Prometheus, Ridley Scott

Une autre remarque montre ce sentiment de ne pas aller au bout des choses, mais cette dernière pourrait s’avérer fausse dans la suite prévu à « Prometheus ». Ridley Scott pose avec ce film un questionnement intéressant sur les origines de l’Homme. Qui nous a créé, pourquoi sommes-nous là, Dieu existe-il ? Mais si la sujet intéresse, il n’est aucunement traité. Il n’amène aucune réponse aux questions de ses propres personnages. La Science-Fiction n’est pas intellectuelle, elle dérive peu à peu vers le Blockbuster pur et dur. Sans doute que le bruit des cris, de la taule déchirée ne nous permette pas d’entendre les pistes apportées par le réalisateur.
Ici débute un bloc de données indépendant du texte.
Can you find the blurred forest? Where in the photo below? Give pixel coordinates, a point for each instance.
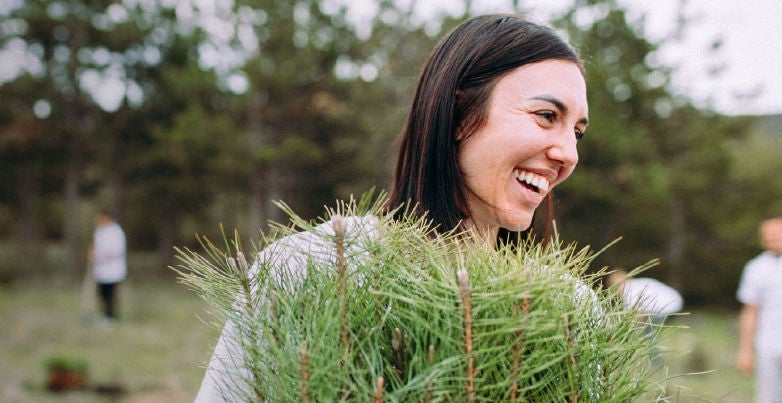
(184, 116)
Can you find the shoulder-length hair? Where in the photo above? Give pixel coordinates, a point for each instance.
(452, 96)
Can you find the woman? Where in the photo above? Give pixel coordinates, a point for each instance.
(498, 110)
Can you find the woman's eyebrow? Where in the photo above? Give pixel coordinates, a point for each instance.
(563, 109)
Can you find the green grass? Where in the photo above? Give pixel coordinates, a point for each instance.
(700, 351)
(158, 350)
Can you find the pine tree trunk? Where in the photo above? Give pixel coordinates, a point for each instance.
(676, 242)
(72, 220)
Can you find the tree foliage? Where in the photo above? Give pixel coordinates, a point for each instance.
(219, 109)
(385, 310)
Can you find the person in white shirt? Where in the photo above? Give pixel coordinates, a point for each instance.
(109, 264)
(498, 111)
(760, 320)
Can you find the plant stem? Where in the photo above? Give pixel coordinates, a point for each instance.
(464, 289)
(305, 374)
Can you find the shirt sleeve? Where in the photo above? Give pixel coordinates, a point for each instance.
(749, 289)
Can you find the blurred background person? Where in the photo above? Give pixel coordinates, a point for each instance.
(760, 320)
(109, 264)
(653, 299)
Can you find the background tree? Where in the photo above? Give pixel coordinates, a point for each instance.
(184, 116)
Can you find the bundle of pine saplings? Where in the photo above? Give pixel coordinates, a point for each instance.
(364, 307)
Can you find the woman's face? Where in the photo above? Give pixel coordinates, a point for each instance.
(527, 145)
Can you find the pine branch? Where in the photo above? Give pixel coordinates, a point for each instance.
(464, 289)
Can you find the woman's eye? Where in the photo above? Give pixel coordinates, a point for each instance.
(549, 116)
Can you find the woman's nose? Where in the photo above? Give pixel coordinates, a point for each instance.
(564, 150)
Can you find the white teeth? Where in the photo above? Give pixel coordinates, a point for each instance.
(534, 180)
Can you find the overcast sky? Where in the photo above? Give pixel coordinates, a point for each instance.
(750, 56)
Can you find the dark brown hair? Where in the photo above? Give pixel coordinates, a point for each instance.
(452, 97)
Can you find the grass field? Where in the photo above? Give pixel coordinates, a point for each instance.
(157, 351)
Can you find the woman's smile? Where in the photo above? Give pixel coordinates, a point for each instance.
(526, 146)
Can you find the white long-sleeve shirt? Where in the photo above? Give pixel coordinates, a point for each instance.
(109, 264)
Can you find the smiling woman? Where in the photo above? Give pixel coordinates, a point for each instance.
(499, 107)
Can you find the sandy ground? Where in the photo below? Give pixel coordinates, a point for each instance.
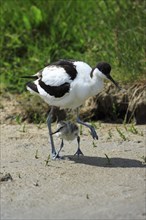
(89, 187)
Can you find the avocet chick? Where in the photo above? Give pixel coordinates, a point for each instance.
(67, 130)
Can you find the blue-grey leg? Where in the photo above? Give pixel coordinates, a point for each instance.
(61, 146)
(54, 155)
(79, 152)
(92, 129)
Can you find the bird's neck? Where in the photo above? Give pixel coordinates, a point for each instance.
(97, 82)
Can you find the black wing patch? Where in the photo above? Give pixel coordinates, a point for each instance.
(68, 66)
(56, 91)
(32, 86)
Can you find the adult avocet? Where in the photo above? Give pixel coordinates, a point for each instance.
(67, 84)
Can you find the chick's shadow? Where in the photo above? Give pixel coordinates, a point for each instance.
(104, 162)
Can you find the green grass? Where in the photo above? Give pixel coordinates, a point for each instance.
(37, 32)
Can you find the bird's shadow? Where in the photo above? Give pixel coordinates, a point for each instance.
(104, 162)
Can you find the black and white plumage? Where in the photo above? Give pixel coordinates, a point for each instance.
(67, 84)
(67, 130)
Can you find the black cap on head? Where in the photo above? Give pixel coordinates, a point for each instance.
(104, 67)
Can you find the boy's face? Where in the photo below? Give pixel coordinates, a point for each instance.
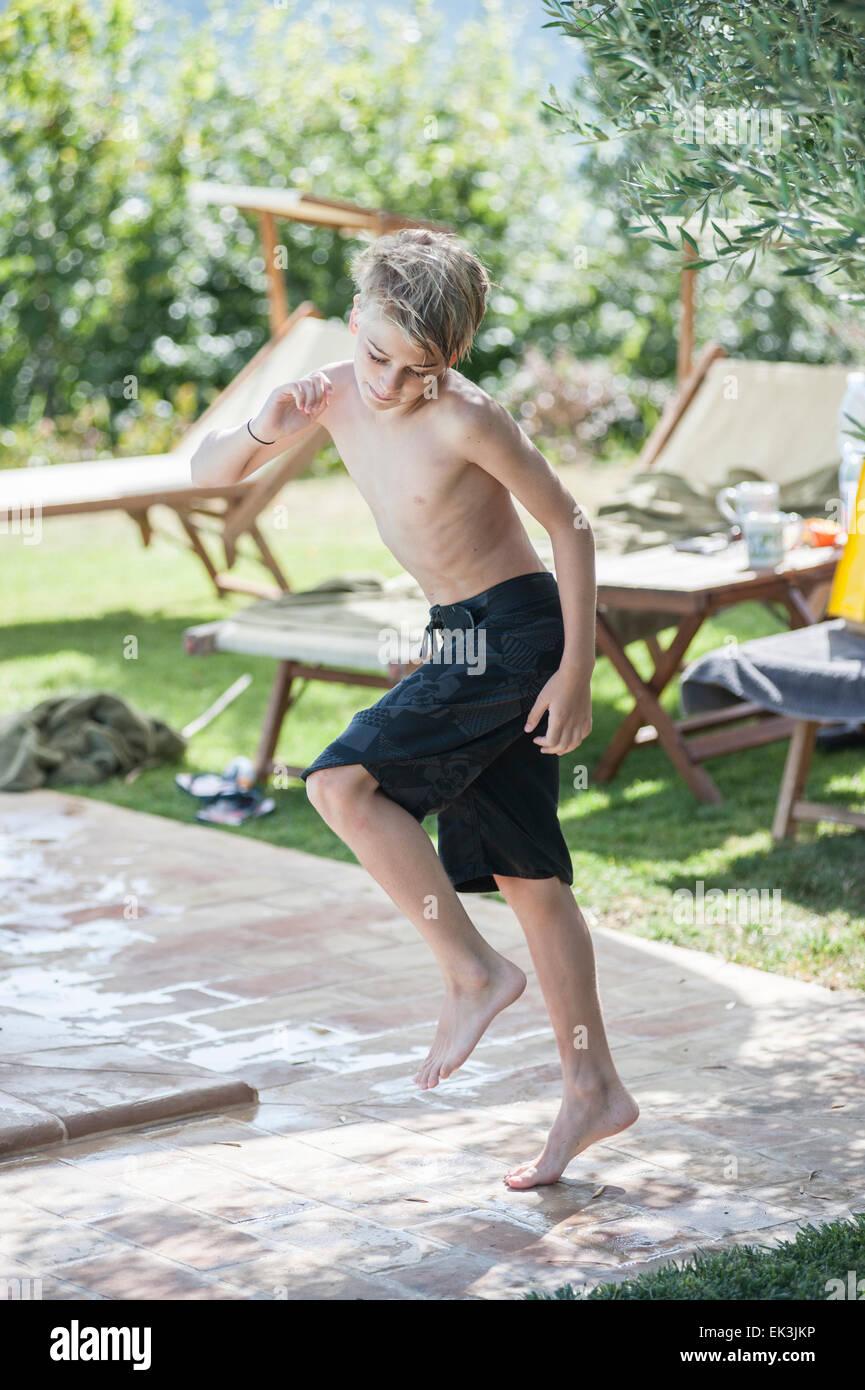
(391, 371)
Et si Dieu, ce n’était tout simplement pas lui ? Il est bien celui qui permet la vie fictive des acteurs. Ridley Scott crée une image, mais ne crée pas de contexte. Il interroge dans le vent. Mais les réponses seront sans doute présentes dans le deuxième opus qui donne l’eau à la bouche rien que par son nom: « Paradis ». Espérons que le scénario ne dérive pas à la sur-enchère de l’angoisse, encore une fois.